# Headache for 3 days! Anyone else?



## aegle

I've had a headache for the past 3 days! It's making me pretty mad :growlmad: Tylenol doesn't help at all.

It hasn't gone away for a minute.. it's pretty painful, but not unbearable.

It's not dehydration, I've been drinking a huge amount of water. Like 4 bottles a day. And I haven't been out in the sun much because it's been raining.

I'm not super stressed... I mean, I'm not working. Finances aren't great and pregnancy isn't a walk in the park, but this is the least stressed I've been in a long time.

It's not caffeine withdrawl, I don't drink coffee often.

I don't have a history of headaches. No diseases I know of.

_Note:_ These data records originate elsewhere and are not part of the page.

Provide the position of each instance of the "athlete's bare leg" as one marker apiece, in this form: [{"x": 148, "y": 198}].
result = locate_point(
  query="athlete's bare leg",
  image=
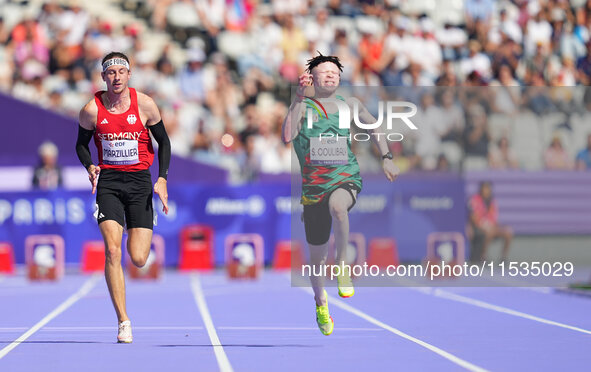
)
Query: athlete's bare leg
[
  {"x": 112, "y": 235},
  {"x": 318, "y": 255},
  {"x": 138, "y": 245},
  {"x": 338, "y": 204}
]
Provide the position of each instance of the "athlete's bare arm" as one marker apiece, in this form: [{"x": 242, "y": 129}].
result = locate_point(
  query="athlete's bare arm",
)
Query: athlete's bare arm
[
  {"x": 88, "y": 115},
  {"x": 148, "y": 109},
  {"x": 87, "y": 121},
  {"x": 293, "y": 120},
  {"x": 390, "y": 169},
  {"x": 150, "y": 115}
]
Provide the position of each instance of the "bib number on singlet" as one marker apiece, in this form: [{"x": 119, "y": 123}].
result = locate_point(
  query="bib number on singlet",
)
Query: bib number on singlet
[
  {"x": 329, "y": 151},
  {"x": 121, "y": 152}
]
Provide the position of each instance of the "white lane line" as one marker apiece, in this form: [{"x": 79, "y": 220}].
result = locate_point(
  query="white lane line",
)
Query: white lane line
[
  {"x": 83, "y": 291},
  {"x": 220, "y": 354},
  {"x": 110, "y": 328},
  {"x": 293, "y": 329},
  {"x": 452, "y": 358},
  {"x": 501, "y": 309}
]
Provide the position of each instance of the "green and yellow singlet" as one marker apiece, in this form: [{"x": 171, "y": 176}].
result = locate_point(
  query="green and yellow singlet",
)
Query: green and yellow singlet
[{"x": 325, "y": 162}]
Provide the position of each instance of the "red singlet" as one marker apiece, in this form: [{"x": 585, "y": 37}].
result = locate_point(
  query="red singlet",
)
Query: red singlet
[{"x": 122, "y": 140}]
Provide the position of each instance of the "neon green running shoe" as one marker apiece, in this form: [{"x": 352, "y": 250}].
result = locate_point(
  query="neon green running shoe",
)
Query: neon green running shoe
[
  {"x": 346, "y": 289},
  {"x": 323, "y": 318}
]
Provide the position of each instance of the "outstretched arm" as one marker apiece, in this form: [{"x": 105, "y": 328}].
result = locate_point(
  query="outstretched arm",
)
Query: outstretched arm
[
  {"x": 86, "y": 127},
  {"x": 390, "y": 169},
  {"x": 293, "y": 120},
  {"x": 156, "y": 127}
]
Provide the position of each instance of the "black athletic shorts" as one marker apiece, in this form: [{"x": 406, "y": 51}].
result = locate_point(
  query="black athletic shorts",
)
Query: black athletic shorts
[
  {"x": 125, "y": 197},
  {"x": 317, "y": 218}
]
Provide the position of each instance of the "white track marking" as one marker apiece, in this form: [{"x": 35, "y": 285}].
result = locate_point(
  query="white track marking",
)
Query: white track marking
[
  {"x": 220, "y": 354},
  {"x": 452, "y": 358},
  {"x": 83, "y": 291},
  {"x": 501, "y": 309}
]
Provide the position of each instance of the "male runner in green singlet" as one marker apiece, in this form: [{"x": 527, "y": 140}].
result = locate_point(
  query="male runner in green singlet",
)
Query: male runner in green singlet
[{"x": 330, "y": 173}]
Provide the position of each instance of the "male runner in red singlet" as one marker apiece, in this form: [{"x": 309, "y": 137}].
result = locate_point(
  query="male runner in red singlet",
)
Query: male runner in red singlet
[{"x": 119, "y": 119}]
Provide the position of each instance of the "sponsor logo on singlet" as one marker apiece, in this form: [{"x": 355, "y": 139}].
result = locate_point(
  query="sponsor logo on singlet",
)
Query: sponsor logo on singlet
[
  {"x": 119, "y": 136},
  {"x": 131, "y": 119}
]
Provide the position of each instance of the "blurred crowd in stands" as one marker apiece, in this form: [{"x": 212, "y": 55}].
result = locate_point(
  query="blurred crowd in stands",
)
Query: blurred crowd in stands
[{"x": 499, "y": 83}]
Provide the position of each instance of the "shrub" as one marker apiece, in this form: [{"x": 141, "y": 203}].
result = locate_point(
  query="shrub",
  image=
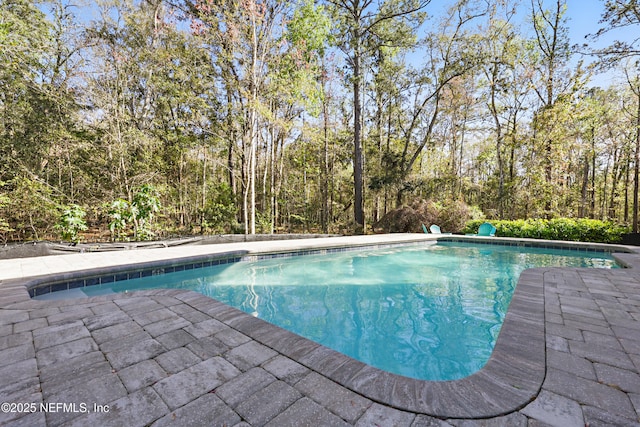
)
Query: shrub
[
  {"x": 583, "y": 230},
  {"x": 71, "y": 223}
]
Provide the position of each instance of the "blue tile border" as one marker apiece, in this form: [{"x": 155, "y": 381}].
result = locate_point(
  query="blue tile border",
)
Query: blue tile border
[{"x": 84, "y": 279}]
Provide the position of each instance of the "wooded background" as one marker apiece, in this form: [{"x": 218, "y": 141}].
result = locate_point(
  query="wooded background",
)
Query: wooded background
[{"x": 164, "y": 117}]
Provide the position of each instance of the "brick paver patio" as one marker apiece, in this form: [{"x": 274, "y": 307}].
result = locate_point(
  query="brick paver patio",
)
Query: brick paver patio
[{"x": 171, "y": 357}]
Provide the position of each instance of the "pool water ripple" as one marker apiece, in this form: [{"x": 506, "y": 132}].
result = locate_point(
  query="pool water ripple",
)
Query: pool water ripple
[{"x": 430, "y": 312}]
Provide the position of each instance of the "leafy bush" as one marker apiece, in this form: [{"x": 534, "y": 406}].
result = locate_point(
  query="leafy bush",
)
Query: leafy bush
[
  {"x": 451, "y": 216},
  {"x": 71, "y": 223},
  {"x": 219, "y": 214},
  {"x": 579, "y": 230},
  {"x": 138, "y": 214}
]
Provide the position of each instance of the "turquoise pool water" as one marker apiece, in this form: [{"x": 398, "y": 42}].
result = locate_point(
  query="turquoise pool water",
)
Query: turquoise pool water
[{"x": 429, "y": 312}]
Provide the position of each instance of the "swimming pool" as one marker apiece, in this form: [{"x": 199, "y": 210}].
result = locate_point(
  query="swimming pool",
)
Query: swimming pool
[{"x": 425, "y": 311}]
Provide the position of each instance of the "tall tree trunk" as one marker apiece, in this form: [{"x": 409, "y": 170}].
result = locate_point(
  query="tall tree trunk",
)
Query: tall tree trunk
[
  {"x": 358, "y": 204},
  {"x": 636, "y": 167}
]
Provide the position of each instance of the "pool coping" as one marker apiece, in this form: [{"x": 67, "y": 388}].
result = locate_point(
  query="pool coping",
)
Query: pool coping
[{"x": 510, "y": 380}]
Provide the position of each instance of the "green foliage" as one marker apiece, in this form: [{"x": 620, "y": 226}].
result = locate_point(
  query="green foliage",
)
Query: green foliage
[
  {"x": 71, "y": 223},
  {"x": 31, "y": 208},
  {"x": 219, "y": 213},
  {"x": 146, "y": 203},
  {"x": 137, "y": 215},
  {"x": 4, "y": 225},
  {"x": 119, "y": 212},
  {"x": 569, "y": 229}
]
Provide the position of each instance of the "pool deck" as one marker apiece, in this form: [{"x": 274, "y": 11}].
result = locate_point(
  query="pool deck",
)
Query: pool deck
[{"x": 568, "y": 354}]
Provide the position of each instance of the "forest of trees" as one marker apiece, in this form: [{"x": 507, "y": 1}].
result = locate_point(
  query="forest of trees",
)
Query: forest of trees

I'll be talking to my Dr at next appointment this week,

But I'm curious if anyone else has this problem, or any solutions to ease it for a while.


----------



## Faythe

I've had a headache (not constant) for the second day in a row. But think it's the heat


----------



## courtney89

I have headaches almost every single day since I have been pregnant. But for the last 3 days I have been getting them every night. I told my doc because I am also very dizzy alot and he said it is normal.


----------



## mommamac

Hi! This is actually my first post here. I was suffering from the same problem, so know how miserable it can be. I was also drinking tons of water, getting plenty of rest, eating healthy, etc. I found that I need to eat every 2 hours! Even if it is just a handful of nuts or a piece of fruit. I always carry a snack in my purse now. It must have to do with my blood sugar dropping if I don't eat often enough. Our babies are stealing all of our nutrition from us, haha. I hardly ever eat large meals anymore, just feel like I am constantly grazing throughout the day...but, I haven't had a single headache since I started doing this!!! (and I was getting a ton of headaches prior to this change!)


----------



## manchester1

16 weeks today and have had a headache probably for about 3 weeks....have when i get up, take paracetamol straight away. goes away for 2 hours then comes back....

i have fresh air, good diet, lots of liquid. think very normal in pregnancy.


----------



## CoffeePuffin

I've had a headache ever since my nausea went. I've had it for over a week now and it's getting quite unbearable.


----------



## lynne192

samd boat and nothing is helping but my son's pregnancy started this with me before and after pregnancy took me 4 years to settle down they got really bad its all hormonal :cry:


----------



## cloud9

I had a headache for 2 days in a row a couple of weeks ago I found going for a walk really helped the weather hadn't been great so I hadn't been spending as much time outside and going for my usual daily walk. Also I'd gone off food the headaches were making me feel sick so wasn't eating as much, I started eating every 2-3 hours and the headaches haven't been back since! Try and get fresh air as much as you can :hugs:


----------



## ParisJeTadore

Not sure what kind of headache you have but I have had the same problem with tension headaches. They are quite painful and like you, tylenol does not work. They last for three days at a time and started around 12 weeks for me. Don't have a lot of advice for you but I found icing the back of my neck (the source of my pain) until numb gave me temporary relief and allowed me to get off the sofa. Hope you feel better soon!


----------



## SuzanneEyre

just be careful of long term headaches. my midwife told me that if you have a headache for longer than a couple of hours and painkillers wont shift it it can be a sign of your blood pressure being too high. Id get your blood pressure checked just to be on the safe side


----------



## ann89

I have a past of hellp syndrome and my dr. Told me to watch for headaches because it can be a sign of high blood pressure.


----------



## lynne192

low blood preasure causes headaches too as well as hormones thats why i get them most of the time so can low blood sugar.


----------



## aegle

Thanks ladies!

I went out for a 3 hour walk today and unfortunately, it's gotten worse instead of better.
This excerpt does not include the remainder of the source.